Élections régionales en PACA : Sophie Cluzel reste « candidate » LaREM en Paca

Sophie Cluzel a créé la surprise vendredi en annonçant sur France Info qu’elle était toujours « candidate » en Paca et que la majorité présidentielle serait « présente au premier tour », malgré le rapprochement fait la semaine dernière avec le président LR sortant Renaud Muselier. Coup de pression ou nouveau rebondissement ?

Quoiqu’en dise le député LR Eric Ciotti, le brouillard ne s’est toujours pas levé sur la région Provence-Alpes-Côte-d’Azur. Surtout après les déclarations de Sophie Cluzel, vendredi matin sur France Info. « Je suis candidate de la majorité présidentielle, la majorité présidentielle sera représentée au 1er tour », a lâché la secrétaire d’État aux Personnes handicapées, alors que le camp macroniste avait officialisé un rapprochement avec le président LR sortant Renaud Muselier, dimanche dernier par l’entremise de Jean Castex. 

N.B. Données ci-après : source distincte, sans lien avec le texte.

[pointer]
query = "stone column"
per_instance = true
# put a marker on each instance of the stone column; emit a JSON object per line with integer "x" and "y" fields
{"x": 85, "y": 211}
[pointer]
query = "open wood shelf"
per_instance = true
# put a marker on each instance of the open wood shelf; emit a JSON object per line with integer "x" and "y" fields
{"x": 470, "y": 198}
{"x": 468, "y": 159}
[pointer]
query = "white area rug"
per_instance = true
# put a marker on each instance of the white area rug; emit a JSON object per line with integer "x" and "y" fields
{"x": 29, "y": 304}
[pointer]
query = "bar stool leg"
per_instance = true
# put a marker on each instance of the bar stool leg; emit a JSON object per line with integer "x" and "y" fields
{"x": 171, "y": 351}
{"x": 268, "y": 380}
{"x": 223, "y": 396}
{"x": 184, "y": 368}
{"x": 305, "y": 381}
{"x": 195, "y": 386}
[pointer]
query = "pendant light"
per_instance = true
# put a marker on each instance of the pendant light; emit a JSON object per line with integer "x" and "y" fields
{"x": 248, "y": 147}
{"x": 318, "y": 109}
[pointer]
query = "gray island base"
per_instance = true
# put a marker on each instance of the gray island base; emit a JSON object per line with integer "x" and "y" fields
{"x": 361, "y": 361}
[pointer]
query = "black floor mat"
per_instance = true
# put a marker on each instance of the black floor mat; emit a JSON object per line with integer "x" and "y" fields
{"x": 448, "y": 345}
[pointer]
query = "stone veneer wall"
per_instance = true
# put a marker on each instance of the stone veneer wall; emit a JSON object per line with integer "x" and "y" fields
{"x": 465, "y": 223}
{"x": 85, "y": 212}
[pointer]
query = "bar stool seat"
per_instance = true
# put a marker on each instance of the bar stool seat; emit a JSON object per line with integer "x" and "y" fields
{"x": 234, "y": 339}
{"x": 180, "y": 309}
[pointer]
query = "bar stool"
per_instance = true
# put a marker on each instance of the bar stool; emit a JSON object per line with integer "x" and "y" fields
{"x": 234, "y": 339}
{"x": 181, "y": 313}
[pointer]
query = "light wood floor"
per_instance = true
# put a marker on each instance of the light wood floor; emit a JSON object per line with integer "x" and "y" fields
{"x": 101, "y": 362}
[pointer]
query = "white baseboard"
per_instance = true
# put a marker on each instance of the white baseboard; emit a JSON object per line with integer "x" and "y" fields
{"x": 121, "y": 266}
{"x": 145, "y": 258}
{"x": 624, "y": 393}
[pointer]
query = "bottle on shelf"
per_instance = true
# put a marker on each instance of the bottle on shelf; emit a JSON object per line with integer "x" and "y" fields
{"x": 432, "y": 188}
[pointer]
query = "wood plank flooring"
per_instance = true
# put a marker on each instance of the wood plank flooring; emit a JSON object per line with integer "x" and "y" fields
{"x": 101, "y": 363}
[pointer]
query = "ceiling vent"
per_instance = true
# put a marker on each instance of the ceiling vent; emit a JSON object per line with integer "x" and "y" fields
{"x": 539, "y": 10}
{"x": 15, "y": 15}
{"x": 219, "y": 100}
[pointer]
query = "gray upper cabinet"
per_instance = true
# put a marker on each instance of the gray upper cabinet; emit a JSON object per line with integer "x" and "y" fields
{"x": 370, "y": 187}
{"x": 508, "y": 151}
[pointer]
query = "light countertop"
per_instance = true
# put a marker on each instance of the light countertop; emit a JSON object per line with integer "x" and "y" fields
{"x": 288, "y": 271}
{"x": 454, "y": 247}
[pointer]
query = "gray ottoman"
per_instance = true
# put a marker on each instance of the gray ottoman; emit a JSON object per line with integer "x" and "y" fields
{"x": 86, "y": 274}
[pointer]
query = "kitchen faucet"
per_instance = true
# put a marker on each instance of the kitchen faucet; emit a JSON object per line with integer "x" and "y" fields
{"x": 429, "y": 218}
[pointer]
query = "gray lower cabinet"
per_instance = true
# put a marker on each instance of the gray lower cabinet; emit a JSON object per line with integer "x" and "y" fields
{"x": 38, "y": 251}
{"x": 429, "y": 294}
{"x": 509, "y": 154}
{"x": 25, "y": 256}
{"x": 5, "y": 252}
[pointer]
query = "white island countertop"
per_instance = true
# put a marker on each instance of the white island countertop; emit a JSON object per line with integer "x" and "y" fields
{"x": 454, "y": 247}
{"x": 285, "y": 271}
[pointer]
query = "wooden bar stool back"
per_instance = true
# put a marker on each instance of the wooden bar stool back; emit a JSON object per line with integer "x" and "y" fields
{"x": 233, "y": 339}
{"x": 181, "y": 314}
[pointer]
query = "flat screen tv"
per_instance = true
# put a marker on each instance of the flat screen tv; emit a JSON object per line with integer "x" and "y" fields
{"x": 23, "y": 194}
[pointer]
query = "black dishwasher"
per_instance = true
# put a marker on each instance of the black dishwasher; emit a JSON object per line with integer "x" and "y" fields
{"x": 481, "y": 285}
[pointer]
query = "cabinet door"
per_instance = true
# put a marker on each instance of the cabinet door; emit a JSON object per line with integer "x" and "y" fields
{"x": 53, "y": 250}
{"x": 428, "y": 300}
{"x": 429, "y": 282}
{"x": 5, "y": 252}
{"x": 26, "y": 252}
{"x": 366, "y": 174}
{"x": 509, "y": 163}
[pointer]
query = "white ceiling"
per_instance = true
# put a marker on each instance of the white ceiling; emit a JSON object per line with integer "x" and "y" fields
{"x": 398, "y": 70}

« La majorité présidentielle sera représentée au premier tour, ça ne changera plus, je veux que ce soit très clair », a martelé celle qui était censée retirée la liste LaREM dans cette région au profit de Renaud Muselier. Ciblant « les apparatchiks parisiens » de LR, elle a dénoncé les conditions imposées à son éventuelle présence sur la liste de Renaud Muselier, qui exclurait des personnalités issues du gouvernement, des députés ou bien des sénateurs liés à la majorité. Pour rappel, il ne reste plus que dix jours avant le dépôt des candidatures en vue du premier tour, prévu le 20 juin. 

Rupture de contrat

Tout en assurant continuer de discuter avec les artisans de ce rapprochement entre LaREM et Renaud Muselier, dont Christian Estrosi et Hubert Falco qui viennent de démissionner de LR -, la secrétaire d’État fait comprendre qu’il n’est pas question qu’elle quitte le gouvernement. « C’est contraire à mon ADN de poser des conditions d’exclusion », a-t-elle expliqué sur France Info. « Je ne demande à personne des conditions pour entrer sur ma liste. »

L’ire de la tête de liste LaREM a été provoquée par les déclarations d’équilibriste de Renaud Muselier tout au long de la semaine. Le président sortant de Paca avait, après le conseil stratégique LR, expliqué que la « colonne vertébrale » de sa liste resterait constituée de membres des Républicains, un gage donné aux instances de son parti pour éviter la création d’une liste droite concurrente. 

« La ‘re-candidature’ de Sophie Cluzel, après une semaine de feuilleton interminable, est une logique étroite d’appareil politique ! Je reste fidèle à ma logique du rassemblement, avec des personnalités 100% engagées pour #Notreregiondabord, autour de notre bilan et notre programme », a réagi Renaud Muselier sur son compte Twitter. 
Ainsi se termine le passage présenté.